The ball bearings don’t always cooperate.

“Sometimes, a ball doesn’t want to be music,” Marquisha, now eighteen months old, explains. “Sometimes I throw the ball at Mommy, and she gets upset. But it’s because I’m listening to the ball. It’s like a Zen thing. I’m throwing it where it needs to be thrown.”

When this happens, Hester puts the steel sphere back in its bag, so that Marquisha can throw it again, hopefully into the sand pit. Her reasoning is simple: “Every song needs to be five hundred notes.”

What if Saturday night rolls around and Marquisha hasn’t thrown all the ball bearings into the sand yet? Hester brushes the question aside; such a thing “would never happen.”

Though he refuses to take even partial credit as composer, Adam does think of himself and Marquisha as creative partners. “Her fingers are too small to play the guitar. We got her a toy guitar for her birthday, but she can only strum an open chord right now.”

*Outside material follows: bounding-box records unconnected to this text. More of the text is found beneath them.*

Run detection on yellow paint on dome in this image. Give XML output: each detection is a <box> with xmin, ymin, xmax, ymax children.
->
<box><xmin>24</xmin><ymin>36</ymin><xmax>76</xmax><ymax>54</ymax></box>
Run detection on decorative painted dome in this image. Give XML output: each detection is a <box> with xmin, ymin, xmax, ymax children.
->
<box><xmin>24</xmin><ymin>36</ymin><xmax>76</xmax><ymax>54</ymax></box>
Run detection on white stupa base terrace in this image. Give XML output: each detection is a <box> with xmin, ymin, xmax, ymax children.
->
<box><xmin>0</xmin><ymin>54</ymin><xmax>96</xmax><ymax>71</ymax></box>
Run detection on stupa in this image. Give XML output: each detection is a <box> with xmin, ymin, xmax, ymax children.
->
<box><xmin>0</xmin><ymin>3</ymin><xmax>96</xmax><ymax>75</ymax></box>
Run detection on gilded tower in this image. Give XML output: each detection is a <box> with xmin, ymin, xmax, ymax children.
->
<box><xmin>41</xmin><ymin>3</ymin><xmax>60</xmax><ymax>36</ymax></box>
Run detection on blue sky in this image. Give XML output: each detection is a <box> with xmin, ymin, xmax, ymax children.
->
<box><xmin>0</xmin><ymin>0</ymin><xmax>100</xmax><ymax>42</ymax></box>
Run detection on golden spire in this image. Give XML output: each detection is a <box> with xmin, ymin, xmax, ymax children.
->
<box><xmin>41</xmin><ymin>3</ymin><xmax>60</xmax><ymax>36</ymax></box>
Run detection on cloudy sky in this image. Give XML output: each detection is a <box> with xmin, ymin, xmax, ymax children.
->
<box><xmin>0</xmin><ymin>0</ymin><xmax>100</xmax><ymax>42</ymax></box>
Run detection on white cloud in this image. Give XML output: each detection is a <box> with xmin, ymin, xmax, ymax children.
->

“When she’s older, she’ll play her own compositions,” says Hester. But Marquisha flails her arms emphatically, and Hester translates: “Mother, don’t you dare tell me what I’m going to do.”


It’s Saturday night. I and four other music critics are crowded around The Sponge’s tiny stage. Adam Belstrom arrives, ten minutes late. (Later I will deduce that he has just finished an argument with his girlfriend Sam, who will decline to be interviewed.) He arranges the pages of Marquisha’s music, six sheets of paper spread across two music stands. He clears his throat and begins to play.

I’ve heard from Hester that Marquisha only finished this composition this morning. Adam has had, at most, twelve hours to rehearse—and that’s not accounting for his argument with Sam.

The music has no melody, no tonality. Adam’s fingers struggle to accommodate Marquisha’s incredibly dense note clusters; I recall craters in the sand pit where ten or twelve ball bearings had gathered in little heaps.

I turn my attention from the stage for a moment, and I notice that Geof Yards, of Crawdaddy Magazine, is copying my notes. I cover my Moleskine with my hand. He pretends not to notice.

Geof Yards is a plagiarizing piece of garbage.

When the performance is over, I grab Geof’s notebook and throw it across the room. While he’s occupied, I move in for a final interview with Adam. He seems distracted. The only quote I can get out of him is “Thanks a lot for coming all the way out here.”

Outside, it’s dark already, and snowflakes dance under the orange streetlights. What a surprise: It’s snowing in North Dakota.